As the first play of the Wonderland Noir season, Comus draws audiences into the winter solace of the Sam Wanamaker Playhouse. In this wooden-walled setting, John Milton’s poem-cum-masque, first performed in 1634 and throughout the 18th century, remains fun, engaging, and – yes – contemporary. The story is based around a young Lady who is separated from her brothers in a dark, tangled wood, and is lured into a house of sin and temptation by a seemingly innocent shepherd. The shepherd is none other than Comus, son of Cerses and Bacchus, who draws lost creatures into his lair where they consume his wine and succumb to their base, wild desires. Yet even when the Lady is magically bound to a chair she holds onto her reason and keeps her body under the control of her mind.
Whilst chastity and virginity are today commonly understood to relate directly to sexual experience, Milton’s work reminds us that chastity’s original definition extends beyond sexuality to include holding onto reason, exercising free will, and knowledge as a form of power. This message is not lost on the masque’s protagonist, the stubborn and bold Lady Alice, who heroically holds onto her reason in the face of Comus’ temptation. In Milton’s world, virtue and chastity are good not because they are repressive, but because they are part of being free. While this is still a source of unending philosophical debate, it is possible to read the image presented in the Wanamaker of a young woman holding onto her free will as an Early-Modern gesture of feminist empowerment.
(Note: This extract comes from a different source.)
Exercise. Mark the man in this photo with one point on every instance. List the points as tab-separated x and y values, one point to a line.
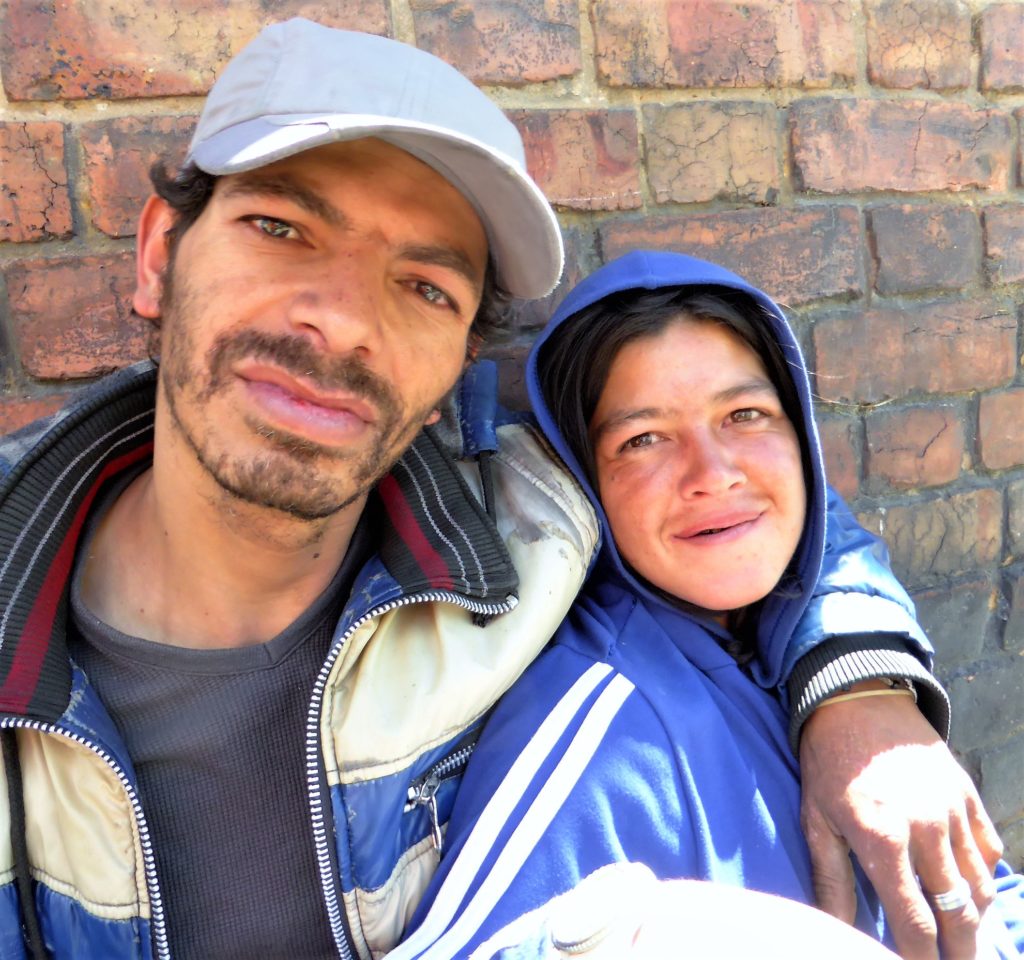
255	601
Interestingly, the more deliberate dramaturgical moves to contemporize the text feel largely unnecessary, and jar with Milton’s (admittedly long-winded) poetic language. The masque is framed as a play-within-a-play, complete with in-performance historical contextualisation. This is helpful for getting everyone in the audience on the same page, yet also feels too much like overt justification for putting the show on in the first place. This includes the self-aware and comically poor deliveries of Milton’s awkward rhymes, nods to the audience when theatrical devices seem transparent and silly, jokes about characters taking too long to make their point, and plenty of pauses to make sure that the Attendant Spirit’s harness is safely secured before he is lifted dramatically upwards for his final exit through the ceiling.
This imbedded argument for the play’s performance in all of its dated glory feels repetitive and partially detracts from the merits of the production and original text. Furthermore, whilst the sentence ‘We women are sacred’ is never a wholly unwelcome addition to a play, here the Lady’s actions have already demonstrated the same point and it doesn’t strictly need reiterating. After all, it is from Milton that we get the Lady’s beautiful and defiant declaration, ‘Thou canst not touch the freedom of my mind.’
Despite the additions – which I critique not because they are contemporary but because they are dramaturgically redundant – the show often joyfully lets the language breathe and thrive through this clever staging. The Lady wanders in unending forests created by Comus’ Monstrous Routs who hold wooden rods in different formations, making an ever-changing obstacle course of props and bodies to clamour over. The graceful choreography of candles being lit, extinguished and passed from character to character feels intimate and vulnerable, and the horrifying scene in which the Lady is magically bound to a chair makes the skin crawl, as her feet are secured into pedals on either side of the baroque equivalent of an OBGYN’s examination table. Candles, harnesses, smoke, verse and all, this is Milton in both nuanced and entertaining form.